Seville’s water infrastructure to get a 75-million euro boost thanks to EIB

Seville’s water infrastructure to get a 75-million euro boost thanks to EIB

The funds will go for upgrades, which in turn will impact public health positively and create jobs

The European Investment Bank (EIB) will finance Seville’s municipal water supplier Emasesa with up to 75 million euros, according to a press release from 23 September. The funding is meant to be a crucial step in the post-pandemic recovery of the city and the region of Andalucia, which has suffered a hard economic impact.

The money will be injected into investments until 2024, with the aim of improving service quality and environmental resilience in Seville and 11 surrounding municipalities.

Emasesa seems like a forward-thinking organization

You might remember Emasesa, as the municipal company which participated in the project of turning Seville’s street oranges into biogas that powered the local waste treatment plants. That venture is, in fact, still attracting considerable media and investor attention. And why would it not? After all, a tonne of oranges can power five households for a day!

The oranges-into-electricity project was recently presented on 21 September at the Instituto Cervantes in Athens (Greece) and on 23 September at the European Night of Researchers taking place in Seville (Spain).

Combatting water stress

Given Emasesa’s sustainability credentials it is no surprise that the EIB would feel confident to invest in that municipal company.

The money will improve the available water infrastructure in order to increase the coverage, quality and resilience of integrated water services in the Seville metropolitan area. It will also improve operational efficiency, for example by reducing water losses, increasing energy efficiency and reducing the risk of flooding in the service area.

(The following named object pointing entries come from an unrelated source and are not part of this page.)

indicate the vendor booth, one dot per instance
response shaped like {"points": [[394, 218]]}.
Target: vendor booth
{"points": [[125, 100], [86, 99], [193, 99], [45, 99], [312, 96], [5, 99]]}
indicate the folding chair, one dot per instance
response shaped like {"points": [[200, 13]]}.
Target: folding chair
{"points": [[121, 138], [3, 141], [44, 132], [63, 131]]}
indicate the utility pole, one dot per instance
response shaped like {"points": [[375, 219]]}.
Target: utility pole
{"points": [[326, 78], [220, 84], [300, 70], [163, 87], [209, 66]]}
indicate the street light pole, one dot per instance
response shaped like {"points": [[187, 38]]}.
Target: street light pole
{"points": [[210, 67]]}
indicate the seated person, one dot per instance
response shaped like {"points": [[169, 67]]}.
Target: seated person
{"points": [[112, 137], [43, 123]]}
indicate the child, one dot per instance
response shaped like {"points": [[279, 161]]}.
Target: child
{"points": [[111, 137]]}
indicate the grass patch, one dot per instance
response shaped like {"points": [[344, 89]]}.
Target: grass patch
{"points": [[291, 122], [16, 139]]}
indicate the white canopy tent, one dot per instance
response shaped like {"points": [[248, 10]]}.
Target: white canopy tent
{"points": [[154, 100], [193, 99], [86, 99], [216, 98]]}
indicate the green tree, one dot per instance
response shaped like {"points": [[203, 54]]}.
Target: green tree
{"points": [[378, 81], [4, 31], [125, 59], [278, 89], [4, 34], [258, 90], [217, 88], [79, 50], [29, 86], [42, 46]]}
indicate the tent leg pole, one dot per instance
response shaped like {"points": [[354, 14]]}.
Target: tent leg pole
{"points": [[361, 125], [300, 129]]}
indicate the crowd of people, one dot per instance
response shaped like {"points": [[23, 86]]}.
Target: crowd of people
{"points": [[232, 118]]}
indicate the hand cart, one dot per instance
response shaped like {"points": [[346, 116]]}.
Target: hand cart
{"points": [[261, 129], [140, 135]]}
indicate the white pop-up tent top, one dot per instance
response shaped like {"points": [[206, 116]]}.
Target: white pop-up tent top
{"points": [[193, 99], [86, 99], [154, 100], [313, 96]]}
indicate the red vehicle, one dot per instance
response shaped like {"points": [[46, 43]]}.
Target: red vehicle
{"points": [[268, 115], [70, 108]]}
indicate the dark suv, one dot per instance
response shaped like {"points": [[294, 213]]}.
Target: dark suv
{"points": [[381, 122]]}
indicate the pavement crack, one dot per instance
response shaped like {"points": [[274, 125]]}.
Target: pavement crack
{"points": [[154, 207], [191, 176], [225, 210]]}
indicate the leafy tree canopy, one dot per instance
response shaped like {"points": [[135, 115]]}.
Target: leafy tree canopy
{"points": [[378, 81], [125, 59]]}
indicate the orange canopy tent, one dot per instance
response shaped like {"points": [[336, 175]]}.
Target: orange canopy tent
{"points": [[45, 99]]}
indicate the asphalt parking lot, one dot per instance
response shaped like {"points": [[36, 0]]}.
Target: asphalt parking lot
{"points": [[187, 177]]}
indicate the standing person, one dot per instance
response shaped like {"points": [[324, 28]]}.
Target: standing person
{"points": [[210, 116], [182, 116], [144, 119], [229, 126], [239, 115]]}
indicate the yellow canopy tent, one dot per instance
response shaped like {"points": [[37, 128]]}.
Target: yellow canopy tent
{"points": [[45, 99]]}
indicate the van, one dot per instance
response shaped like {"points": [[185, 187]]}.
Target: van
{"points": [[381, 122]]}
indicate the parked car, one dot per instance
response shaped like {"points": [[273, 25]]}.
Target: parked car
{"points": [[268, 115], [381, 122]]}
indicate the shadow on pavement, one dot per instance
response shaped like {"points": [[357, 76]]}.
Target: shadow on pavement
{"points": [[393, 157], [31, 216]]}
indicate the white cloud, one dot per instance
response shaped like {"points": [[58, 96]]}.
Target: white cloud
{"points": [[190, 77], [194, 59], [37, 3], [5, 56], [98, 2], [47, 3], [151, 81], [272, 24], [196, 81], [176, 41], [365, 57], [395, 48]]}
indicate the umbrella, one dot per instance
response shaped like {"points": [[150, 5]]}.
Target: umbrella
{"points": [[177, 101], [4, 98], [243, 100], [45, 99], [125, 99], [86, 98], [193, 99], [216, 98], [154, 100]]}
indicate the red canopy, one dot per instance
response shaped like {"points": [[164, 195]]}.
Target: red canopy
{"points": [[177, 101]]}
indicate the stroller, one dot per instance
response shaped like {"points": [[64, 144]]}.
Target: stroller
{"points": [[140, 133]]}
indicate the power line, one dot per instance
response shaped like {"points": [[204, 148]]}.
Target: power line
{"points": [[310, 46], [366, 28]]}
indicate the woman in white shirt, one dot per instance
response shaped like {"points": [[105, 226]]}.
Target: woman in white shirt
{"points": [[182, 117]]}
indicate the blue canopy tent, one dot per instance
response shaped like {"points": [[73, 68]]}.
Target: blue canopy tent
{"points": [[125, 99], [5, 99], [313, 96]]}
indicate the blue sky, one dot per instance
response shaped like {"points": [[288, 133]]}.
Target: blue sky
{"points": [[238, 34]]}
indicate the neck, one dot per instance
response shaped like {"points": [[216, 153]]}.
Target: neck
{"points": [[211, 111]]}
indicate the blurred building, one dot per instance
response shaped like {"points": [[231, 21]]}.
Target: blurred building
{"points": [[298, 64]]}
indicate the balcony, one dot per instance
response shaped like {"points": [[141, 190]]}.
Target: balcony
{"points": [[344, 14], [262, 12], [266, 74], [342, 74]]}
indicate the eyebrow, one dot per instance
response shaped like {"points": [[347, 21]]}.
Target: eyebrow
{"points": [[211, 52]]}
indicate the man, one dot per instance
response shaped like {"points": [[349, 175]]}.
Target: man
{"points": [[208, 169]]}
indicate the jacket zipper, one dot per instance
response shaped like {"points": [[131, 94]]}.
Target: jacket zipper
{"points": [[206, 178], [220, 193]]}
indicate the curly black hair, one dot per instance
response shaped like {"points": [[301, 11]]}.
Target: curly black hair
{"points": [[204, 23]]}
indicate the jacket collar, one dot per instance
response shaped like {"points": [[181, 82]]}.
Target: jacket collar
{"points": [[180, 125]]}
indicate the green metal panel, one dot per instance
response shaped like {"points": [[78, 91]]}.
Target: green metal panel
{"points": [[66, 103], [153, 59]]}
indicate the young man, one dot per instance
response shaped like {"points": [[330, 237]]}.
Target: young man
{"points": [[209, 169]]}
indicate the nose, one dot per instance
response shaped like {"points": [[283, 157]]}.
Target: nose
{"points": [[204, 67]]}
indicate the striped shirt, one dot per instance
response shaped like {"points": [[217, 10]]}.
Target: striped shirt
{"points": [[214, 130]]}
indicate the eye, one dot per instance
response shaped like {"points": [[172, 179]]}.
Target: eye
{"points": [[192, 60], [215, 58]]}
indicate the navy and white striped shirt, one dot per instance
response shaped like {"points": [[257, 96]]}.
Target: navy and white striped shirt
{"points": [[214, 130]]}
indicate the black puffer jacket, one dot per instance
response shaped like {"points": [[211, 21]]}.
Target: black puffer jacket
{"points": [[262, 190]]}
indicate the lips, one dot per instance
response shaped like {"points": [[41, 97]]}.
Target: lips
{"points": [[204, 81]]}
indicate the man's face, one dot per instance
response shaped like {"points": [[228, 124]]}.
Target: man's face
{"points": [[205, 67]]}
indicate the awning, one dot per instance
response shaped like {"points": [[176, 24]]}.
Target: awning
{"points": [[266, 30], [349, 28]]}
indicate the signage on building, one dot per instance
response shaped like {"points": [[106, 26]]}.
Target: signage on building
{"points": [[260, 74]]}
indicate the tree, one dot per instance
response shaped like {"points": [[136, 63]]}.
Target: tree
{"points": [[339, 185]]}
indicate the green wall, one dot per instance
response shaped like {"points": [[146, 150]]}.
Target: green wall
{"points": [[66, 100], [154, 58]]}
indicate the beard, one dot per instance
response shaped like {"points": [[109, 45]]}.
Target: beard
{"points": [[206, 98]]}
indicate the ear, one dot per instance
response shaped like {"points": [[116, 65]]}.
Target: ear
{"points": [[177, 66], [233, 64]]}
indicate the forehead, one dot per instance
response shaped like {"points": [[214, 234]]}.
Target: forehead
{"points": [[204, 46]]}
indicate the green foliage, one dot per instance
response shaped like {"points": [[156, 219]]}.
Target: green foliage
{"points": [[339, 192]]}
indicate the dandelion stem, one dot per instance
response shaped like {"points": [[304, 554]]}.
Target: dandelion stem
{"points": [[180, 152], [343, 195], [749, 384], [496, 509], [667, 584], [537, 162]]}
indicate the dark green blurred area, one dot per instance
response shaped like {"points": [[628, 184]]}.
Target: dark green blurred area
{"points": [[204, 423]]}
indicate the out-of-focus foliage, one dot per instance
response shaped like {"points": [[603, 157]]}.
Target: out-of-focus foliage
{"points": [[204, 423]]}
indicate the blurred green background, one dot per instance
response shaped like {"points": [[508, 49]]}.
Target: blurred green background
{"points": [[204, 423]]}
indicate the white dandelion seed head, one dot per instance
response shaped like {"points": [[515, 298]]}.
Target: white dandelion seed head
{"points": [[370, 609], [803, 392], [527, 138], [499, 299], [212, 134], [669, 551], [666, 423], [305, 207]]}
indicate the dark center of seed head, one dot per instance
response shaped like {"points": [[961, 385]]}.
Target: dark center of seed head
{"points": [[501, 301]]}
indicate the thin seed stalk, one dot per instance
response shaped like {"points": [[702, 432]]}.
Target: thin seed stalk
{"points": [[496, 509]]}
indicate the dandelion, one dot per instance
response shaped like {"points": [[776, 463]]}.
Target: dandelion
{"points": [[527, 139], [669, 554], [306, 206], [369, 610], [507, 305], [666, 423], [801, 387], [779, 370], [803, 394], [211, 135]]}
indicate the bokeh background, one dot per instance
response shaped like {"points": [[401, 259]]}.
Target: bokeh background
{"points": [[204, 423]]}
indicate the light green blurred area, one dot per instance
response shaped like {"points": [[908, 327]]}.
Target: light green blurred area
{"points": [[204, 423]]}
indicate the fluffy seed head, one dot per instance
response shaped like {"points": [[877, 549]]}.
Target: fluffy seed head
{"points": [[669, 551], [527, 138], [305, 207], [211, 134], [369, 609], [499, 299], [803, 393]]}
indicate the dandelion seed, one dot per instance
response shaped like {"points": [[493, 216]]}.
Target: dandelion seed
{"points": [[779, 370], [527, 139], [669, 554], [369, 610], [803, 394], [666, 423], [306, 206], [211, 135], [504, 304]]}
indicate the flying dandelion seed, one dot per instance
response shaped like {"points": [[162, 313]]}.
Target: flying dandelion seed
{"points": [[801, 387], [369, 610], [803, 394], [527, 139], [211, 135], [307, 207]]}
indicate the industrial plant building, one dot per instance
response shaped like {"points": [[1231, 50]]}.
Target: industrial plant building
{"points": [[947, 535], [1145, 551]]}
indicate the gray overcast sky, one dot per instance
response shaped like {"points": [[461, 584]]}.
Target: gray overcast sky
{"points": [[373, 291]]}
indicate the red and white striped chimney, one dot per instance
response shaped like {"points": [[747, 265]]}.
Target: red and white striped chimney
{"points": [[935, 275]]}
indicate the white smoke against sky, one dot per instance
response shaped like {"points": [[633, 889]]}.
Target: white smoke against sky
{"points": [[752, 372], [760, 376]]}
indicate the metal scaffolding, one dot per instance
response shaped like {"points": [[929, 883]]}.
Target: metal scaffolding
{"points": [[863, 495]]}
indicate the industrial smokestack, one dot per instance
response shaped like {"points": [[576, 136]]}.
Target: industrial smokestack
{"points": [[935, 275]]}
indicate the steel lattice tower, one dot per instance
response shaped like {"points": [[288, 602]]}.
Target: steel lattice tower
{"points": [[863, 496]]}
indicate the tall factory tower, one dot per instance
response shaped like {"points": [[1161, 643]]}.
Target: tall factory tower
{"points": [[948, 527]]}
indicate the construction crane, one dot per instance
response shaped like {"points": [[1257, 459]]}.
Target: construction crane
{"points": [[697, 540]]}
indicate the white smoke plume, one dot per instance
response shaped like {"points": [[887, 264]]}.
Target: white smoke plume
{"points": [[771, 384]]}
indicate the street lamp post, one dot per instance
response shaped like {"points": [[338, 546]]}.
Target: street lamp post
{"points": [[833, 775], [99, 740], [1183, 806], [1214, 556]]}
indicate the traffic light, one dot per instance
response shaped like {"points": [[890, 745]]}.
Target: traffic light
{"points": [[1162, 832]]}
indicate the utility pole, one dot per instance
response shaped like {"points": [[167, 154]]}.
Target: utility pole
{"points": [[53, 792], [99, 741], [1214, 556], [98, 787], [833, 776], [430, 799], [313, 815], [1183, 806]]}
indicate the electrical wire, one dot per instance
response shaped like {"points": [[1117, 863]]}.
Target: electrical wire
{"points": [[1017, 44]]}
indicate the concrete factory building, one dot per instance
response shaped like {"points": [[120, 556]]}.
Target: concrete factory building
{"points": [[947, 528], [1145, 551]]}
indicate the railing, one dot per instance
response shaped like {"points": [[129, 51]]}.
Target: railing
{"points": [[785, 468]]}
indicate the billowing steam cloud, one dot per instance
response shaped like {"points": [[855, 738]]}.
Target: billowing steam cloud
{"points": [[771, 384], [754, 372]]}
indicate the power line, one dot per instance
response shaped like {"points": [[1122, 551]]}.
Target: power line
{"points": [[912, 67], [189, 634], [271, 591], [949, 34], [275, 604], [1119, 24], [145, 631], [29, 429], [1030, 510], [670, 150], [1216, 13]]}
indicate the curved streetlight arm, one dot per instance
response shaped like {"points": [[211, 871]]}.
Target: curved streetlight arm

By improving the efficiency of water supply services, the operation will help ensure the proper distribution of water in southern Spain — an area experiencing water stress — in the future.

The project will also help combat the economic downturn that the region has experienced in the wake of the coronavirus pandemic. Reportedly, the undertaking will create an estimated 1 100 new jobs in the region during the construction phase.

According to the CEO of Emasesa Jaime Palop, “These investments are part of the 2030 plan, which is based on the transformation, modernisation and adaptation of Emasesa to meet the demands of society and the new challenges of climate change. Basically, our goal is to ensure that service efficiency is a public right.